Now is a good moment to talk about how these data types are used together with load/store operations. If you’re loading or storing floating point numbers, things go as you’d expect. You use operations like _mm512_load_ps to load 32-bit floats into a register, then write them back into memory with _mm512_store_ps. These intrinsics exist for all three floating point types, with both an aligned (load/store) and an unaligned (loadu/storeu) variant being available. However, things are not as simple with integers.

You may notice that there is no ui512 data type, ie. a data type that would hold 512 bits worth of unsigned integers. This is because you’re supposed to use si512 for unsigned integer data as well. Yes, you can (and should) use _mm512_load_si512 for both signed and unsigned integers.
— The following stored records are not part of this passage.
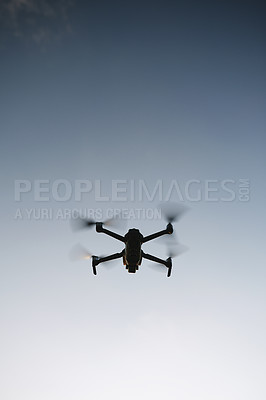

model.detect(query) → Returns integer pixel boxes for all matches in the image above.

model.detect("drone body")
[92,222,174,277]
[70,204,187,277]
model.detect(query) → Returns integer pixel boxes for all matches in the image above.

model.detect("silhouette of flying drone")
[70,203,187,277]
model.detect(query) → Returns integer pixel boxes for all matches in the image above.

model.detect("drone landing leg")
[92,251,124,275]
[142,252,172,277]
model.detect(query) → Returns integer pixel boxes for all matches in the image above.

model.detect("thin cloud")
[0,0,75,45]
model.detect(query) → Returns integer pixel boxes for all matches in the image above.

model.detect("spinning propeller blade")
[69,244,92,261]
[71,214,126,231]
[160,203,189,223]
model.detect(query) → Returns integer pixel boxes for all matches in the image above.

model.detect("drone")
[71,204,186,277]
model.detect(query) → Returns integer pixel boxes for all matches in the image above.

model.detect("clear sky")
[0,0,266,400]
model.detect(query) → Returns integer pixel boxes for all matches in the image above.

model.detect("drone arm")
[96,222,125,243]
[142,252,167,267]
[142,252,172,277]
[92,250,124,275]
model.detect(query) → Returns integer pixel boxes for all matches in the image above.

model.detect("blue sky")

The logic is that the operation is just copying bits from one place to another, so it’s going to work regardless of what’s being read; there’s no arithmetic going on here. So, I guess it doesn’t really matter.

For completeness, here are the intrinsics available for loading/storing integers of a specific size:

// Unaligned load   Unaligned store
_mm512_loadu_epi8   _mm512_storeu_epi8
_mm512_loadu_epi16  _mm512_storeu_epi16
_mm512_loadu_epi32  _mm512_storeu_epi32
_mm512_loadu_epi64  _mm512_storeu_epi64

// Aligned load     Aligned store
_mm512_load_epi32   _mm512_store_epi32
_mm512_load_epi64   _mm512_store_epi64

Two things worth noting:

There are no variants of store/load intrinsics whose data type is an unsigned integer. You’re always supposed to use an intrinsic that is meant for signed integers. So instead of _mm512_loadu_epu8, which doesn’t exist, you would use _mm512_loadu_epi8.
There are no store/load intrinsics that enforce memory alignment for 8-bit or 16-bit integers. Don’t ask me why, I don’t know.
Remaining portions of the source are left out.